В воротах, тонущих в темноте, Лолита Пальма — шерстяная мантилья на плечах, волосы собраны и скручены узлом на затылке — прощается с Куррой Вильчес. Подруга возражает, твердя, что ничего с нею не сделается, распрекрасным образом может пройти сто с чем-то шагов до своего дома на Педро-Конде, напротив таможни. В ее годы да в Кадисе можно обойтись без веера мух отгонять. Что ты выдумала, Лолита? Глупости какие.
— Отвяжись, прошу тебя! Уймись! — говорит она, поднимая широкий воротник плаща. — И оставь в покое бедного Сантоса, пусть доужинает.
— Слышать ничего не хочу. Молчи и повинуйся. В такую поздноту дамочки одни не разгуливают.
— Говорю тебе: отстань!
— А вот не отстану! Сантос! Где ты там?
Курра пытается настаивать на своем, однако Лолита непреклонна: уже поздно, а слухи о том, что в городе будто бы убивают женщин, вселяют тревогу. Ты у нас, конечно, неустрашимая дева-воительница, истинная маха, но все же рисковать не стоит.
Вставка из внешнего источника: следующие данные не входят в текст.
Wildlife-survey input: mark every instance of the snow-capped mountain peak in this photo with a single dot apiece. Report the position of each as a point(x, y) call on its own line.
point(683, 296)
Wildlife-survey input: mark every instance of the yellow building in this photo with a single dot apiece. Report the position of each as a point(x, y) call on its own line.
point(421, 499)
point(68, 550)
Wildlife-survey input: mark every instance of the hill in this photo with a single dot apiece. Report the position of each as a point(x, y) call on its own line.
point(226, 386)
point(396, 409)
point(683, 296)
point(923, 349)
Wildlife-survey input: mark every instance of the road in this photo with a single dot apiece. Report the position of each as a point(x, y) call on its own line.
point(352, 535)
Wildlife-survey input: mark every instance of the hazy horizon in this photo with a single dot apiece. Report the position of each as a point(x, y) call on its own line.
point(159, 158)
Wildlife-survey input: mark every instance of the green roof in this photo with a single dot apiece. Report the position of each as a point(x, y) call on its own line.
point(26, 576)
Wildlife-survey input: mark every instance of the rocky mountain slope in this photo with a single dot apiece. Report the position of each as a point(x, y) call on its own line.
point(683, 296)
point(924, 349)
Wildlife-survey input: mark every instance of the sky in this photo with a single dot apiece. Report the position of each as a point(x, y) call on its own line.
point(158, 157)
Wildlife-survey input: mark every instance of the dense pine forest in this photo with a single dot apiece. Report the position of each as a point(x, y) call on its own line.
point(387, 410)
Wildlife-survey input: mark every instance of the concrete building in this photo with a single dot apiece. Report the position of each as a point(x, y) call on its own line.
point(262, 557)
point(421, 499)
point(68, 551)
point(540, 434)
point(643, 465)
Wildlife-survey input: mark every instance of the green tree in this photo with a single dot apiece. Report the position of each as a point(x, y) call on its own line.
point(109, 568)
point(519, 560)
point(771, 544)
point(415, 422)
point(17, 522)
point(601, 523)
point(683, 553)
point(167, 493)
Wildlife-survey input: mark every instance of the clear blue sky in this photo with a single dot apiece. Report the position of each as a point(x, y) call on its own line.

Власти твердят, что все это досужие выдумки и вздор, газеты помалкивают, но ведь Кадис весь — как один двор, где судачат кумушки-соседки: здесь уверяют, что убийства происходят на самом деле, что преступников пока не нашли и что, невзирая на свободу печати, газеты под предлогом военного положения подвергаются цензуре, чтобы не будоражили население зловещими новостями. И это всякий знает.
Возвращается предшествуемый колеблющимся светом фонаря старый Сантос, и Курра Вильчес наконец внимает голосу разума. Она провела у Лолиты почти целый день, в меру сил помогая подруге. Сегодня — последний день месяца, и по традиции все конторы и магазины кадисских торговых домов открыты до полуночи, так же как меняльные лавки и отделения банков, магазины, торгующие товаром из заморских провинций, представительства фрахтовщиков и арматоров — подводят баланс. По привычке, унаследованной еще от покойного отца, Лолита всю вторую половину дня поверяла счета, приготовленные служащими фирмы «Пальма и сыновья», меж тем как Курра взяла на себя ее домашние дела и опекала мать.
— Знаешь, для своего состояния она вполне прилично держится…
— Я тебя умоляю, отправляйся наконец! Тебя муж заждался с ужином.
— Муж? — Курра упирает руки в боки. — Муж вроде тебя и прочих деловых людей — сидит, по макушку закопавшись в конторские книги и в коммерческую корреспонденцию. И на кой черт я ему сдалась? Сегодня — идеальный день, чтобы закрутить романчик. Последнего числа каждого месяца замужних дам города Кадиса обуревают искушения. Каждый исповедник должен бы проявить понимание…
— Ну что ты несешь? — смеется Лолита. — Ты не Курра, а Дура Вильчес.
— Вольно же тебе так пошло толковать мои слова! Но и в самом деле — врачи должны бы прописывать в такие дни гренадерского поручика, лейтенанта морской пехоты или что-то в том же роде. Тех, кто ни бельмеса не смыслит ни в двойной бухгалтерии, ни в котировках валют… Но когда проходят на расстоянии пистолетного выстрела, у дам теснит в груди и хочется обмахнуться веером… Особенно когда… усы вот такие… и рейтузы в обтяжку…
— Уймись, Курра!
— Эх ты! Огня в тебе нет! Да будь я на твоем месте — не замужем да с такими деньгами, — ух, мне бы другой петушок пел! Уж я бы нашла компанию повеселей, чем полудюжина канцелярских крыс! Я бы не стала корпеть над бумажками в конторе, а в виде развлечения — клеить в альбом листья латука!